WASHINGTON — Foreign meddling in conflicts, U.S.-China trade tensions and global warming topped the concerns of leading international organizations at the end of 2018.
“These are anxious times for many and our world is undergoing a stress test,” U.N. Secretary-General António Guterres said in an end-of-year message.
Looking ahead to next year, Brussels-based International Crisis Group said the world has been thrown into turmoil as an era of uncontested primacy by the United States fades.
“More leaders are tempted more often to test limits, jostle for power and seek to bolster their influence – or diminish that of their rivals – by meddling in foreign conflicts,” said ICG’s president and CEO Robert Malley in an end-of-year statement.

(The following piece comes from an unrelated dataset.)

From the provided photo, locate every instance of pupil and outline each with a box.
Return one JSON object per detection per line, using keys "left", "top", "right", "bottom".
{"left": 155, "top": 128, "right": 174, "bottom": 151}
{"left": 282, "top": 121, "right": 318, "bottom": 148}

His organization said the world faces huge security threats from the humanitarian crisis in Yemen, where millions are starving, Afghanistan’s deadly fighting and the Washington-Beijing trade war sparked by U.S. President Donald Trump’s “America First” policies.
Along with those three concerns, ICG’s top 10 hotspots included Saudi Arabia, the U.S., Israel and Iran; Syria; Nigeria; South Sudan; Cameroon; Ukraine; and Venezuela.
Malley described the world’s instruments of “collective action,” chiefly the 15-nation U.N. Security Council, as paralyzed, due to a habitual lack of agreement among the five permanent veto-wielding members: Britain, China, France, Russia and the United States.
“Multilateralism and its constraints are under siege, challenged by more transactional, zero-sum politics,” Malley warned, adding that the world’s instruments of “collective accountability,” including the International Criminal Court, are ignored and disparaged.
Still ‘reasons for hope’
Guterres said human-caused global warming is “running faster than we are” and the many geopolitical divisions in the world “are deepening, making conflicts more difficult to resolve. And record numbers of people are moving in search of safety and protection.”
In addition, he said, inequality is growing, many people question a world in which a handful of people hold the same wealth as half of humanity, and intolerance is on the rise while trust is on the decline.
“But there are also reasons for hope,” he said, citing talks in Yemen that have created a chance for peace, an agreement between Ethiopia and Eritrea that has eased long-running tensions and revitalized chances for peace in South Sudan.
Guterres noted that a U.N.-led climate summit at Poland in December brought almost 200 nations together to approve the work program for nations to report cuts in carbon emissions and to pay for measures under the 2015 Paris Agreement on climate change.
“Now we need to increase ambition to beat this existential threat,” Guterres said.